Ke3chang used a SharePoint enumeration and data dumping tool known as spwebmember.[1]

spwebmember

spwebmember is used to enumerate and dump information from Microsoft SharePoint.[1]

Mitigations

Mitigation Description
Audit

Consider periodic review of accounts and privileges for critical and sensitive SharePoint repositories.

User Account Management

Enforce the principle of least-privilege. Consider implementing access control mechanisms that include both authentication and authorization.

User Training

Develop and publish policies that define acceptable information to be stored in SharePoint repositories.

Detection

The user access logging within Microsoft's SharePoint can be configured to report access to certain pages and documents. [3]. As information repositories generally have a considerably large user base, detection of malicious use can be non-trivial.
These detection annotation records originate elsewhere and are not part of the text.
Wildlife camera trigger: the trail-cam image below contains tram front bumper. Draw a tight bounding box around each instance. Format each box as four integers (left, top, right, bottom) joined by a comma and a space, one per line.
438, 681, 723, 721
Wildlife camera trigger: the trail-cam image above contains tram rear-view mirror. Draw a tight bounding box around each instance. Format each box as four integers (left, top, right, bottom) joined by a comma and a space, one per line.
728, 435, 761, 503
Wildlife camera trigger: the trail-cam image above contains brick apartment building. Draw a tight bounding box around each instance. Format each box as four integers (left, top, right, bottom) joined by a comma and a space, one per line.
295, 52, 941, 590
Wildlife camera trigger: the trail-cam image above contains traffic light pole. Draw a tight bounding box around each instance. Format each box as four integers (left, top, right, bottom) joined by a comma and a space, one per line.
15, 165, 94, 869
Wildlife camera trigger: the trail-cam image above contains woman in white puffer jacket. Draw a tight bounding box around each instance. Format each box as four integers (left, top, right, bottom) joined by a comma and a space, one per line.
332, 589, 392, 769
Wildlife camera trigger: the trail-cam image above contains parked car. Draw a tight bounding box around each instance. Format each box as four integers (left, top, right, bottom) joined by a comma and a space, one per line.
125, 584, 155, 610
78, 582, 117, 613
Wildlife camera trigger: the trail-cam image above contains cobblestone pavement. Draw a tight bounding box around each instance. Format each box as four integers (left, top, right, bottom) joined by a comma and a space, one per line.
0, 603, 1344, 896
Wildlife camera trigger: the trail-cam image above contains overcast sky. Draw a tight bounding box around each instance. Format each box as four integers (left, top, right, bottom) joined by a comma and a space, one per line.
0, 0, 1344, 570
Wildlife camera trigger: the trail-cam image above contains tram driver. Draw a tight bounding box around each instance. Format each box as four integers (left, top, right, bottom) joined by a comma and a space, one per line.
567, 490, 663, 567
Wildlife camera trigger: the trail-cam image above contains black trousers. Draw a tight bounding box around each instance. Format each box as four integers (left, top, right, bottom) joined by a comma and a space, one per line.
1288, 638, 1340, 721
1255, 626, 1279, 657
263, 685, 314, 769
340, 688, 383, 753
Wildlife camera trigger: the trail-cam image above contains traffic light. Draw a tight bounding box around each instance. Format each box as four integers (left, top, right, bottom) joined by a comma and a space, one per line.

At minimum, access to information repositories performed by privileged users (for example, Active Directory Domain, Enterprise, or Schema Administrators) should be closely monitored and alerted upon, as these types of accounts should not generally used to access information repositories. If the capability exists, it may be of value to monitor and alert on users that are retrieving and viewing a large number of documents and pages; this behavior may be indicative of programmatic means being used to retrieve all data within the repository. In environments with high-maturity, it may be possible to leverage User-Behavioral Analytics (UBA) platforms to detect and alert on user based anomalies.